"There are those whose own vulgar normality is so apparent and stultifying that they strive to escape it. They affect flamboyant behavior and claim originality according to the fashionable eccentricities of their time. They claim brains or talent or indifference to mores in desperate attempts to deny their own mediocrity. These are frequently artists and performers, adventures and wide-life devotees.
"Then there are those who feel their own strangeness and are terrified by it. They struggle toward normalcy. They suffer to exactly that degree that they are unable to appear normal to others, or to convince themselves that their aberration does not exist. These are true freaks, who appear, almost always, conventional and dull."
--Arturo Binewski in Geek Love
I just finished reading Geek Love by Katherine Dunn. It's the tale of the Binewskis, a carefully crafted carny family. And by crafted, I mean bred. In order to ensure crowd pleasing curiosities, Al and Crystal Lil experimented with narcotics, pesticides, and radioisotopes during each of her pregnancies producing their clan of four remarkable children: Arturo, with flippers where his arms and legs should be; Electra and Iphigenia, the Siamese twins; Olympia, a bald albino hunchback; and Fotunato, whose outward normalcy nearly landed him abandoned on a stranger's doorstep before his telekinetic powers were discovered. Oly, with her relatively minor abnormalities, is the family's disappointment, and the story's narrator.

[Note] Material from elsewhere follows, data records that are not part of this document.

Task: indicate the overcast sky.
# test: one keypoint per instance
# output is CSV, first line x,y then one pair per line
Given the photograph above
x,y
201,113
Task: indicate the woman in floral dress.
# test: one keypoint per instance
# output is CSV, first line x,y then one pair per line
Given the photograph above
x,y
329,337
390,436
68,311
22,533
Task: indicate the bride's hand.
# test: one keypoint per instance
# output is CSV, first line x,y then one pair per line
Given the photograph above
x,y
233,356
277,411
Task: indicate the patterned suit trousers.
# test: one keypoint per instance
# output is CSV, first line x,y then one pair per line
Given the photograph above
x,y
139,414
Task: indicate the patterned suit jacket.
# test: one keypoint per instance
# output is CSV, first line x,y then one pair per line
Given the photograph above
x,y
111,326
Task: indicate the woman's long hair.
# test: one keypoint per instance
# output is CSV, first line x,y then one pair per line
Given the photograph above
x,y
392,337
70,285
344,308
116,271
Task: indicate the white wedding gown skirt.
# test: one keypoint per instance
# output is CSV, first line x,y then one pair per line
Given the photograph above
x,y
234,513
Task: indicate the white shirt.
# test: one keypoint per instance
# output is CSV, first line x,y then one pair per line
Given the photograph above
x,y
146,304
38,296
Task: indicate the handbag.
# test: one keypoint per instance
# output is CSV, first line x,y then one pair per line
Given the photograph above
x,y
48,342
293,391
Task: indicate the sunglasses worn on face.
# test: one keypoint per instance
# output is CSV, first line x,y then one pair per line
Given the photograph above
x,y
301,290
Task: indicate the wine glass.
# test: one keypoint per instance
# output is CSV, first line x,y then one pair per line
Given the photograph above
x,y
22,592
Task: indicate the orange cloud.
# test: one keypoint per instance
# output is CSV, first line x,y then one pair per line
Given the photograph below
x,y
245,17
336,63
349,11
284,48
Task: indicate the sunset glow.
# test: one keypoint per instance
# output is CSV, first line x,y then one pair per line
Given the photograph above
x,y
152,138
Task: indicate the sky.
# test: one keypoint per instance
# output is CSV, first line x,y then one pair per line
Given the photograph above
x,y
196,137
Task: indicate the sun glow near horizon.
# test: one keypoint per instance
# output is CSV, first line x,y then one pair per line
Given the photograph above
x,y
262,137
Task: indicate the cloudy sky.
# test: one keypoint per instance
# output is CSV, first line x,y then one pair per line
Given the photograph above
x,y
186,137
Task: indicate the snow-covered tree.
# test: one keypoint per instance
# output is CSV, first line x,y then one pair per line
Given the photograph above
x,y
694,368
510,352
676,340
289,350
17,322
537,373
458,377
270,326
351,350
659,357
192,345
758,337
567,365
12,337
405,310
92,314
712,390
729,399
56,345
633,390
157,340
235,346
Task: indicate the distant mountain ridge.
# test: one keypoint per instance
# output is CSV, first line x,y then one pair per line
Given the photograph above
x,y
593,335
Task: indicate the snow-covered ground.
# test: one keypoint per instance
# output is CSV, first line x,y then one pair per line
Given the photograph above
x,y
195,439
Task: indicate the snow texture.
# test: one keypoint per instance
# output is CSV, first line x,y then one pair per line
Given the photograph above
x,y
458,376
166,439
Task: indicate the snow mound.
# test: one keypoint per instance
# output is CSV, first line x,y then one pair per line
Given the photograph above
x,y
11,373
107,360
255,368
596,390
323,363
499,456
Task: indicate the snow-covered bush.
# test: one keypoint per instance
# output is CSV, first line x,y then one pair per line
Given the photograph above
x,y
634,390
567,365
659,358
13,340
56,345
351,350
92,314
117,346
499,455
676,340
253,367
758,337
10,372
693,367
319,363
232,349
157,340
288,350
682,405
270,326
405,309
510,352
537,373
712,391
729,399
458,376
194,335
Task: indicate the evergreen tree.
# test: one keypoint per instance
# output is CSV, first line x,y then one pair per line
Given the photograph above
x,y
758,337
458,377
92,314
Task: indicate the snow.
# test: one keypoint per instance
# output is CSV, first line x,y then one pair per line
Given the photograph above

Not surprisingly, two people capable of intentionally deforming their unborn children are also capable of turning infants into fucked up adolescents. The dysfunction is high and the sibling rivalry epic.
Ultimately, Geek Love is a story about the desire to be unique and the simultaneous desperation to fit in. It might have been good, but I was too distracted by the abysmal parenting to notice. I don't regret the time I spent reading it, but I'll return it to the library tomorrow and will not be particularly saddened by the sound of its flat slap against the metal book bin.
And so, this concludes the first book club book I've ever actually finished. Thank you, fellow Prose Hos, for being too busy to read even a short novel in under two months. You are my kind of book club.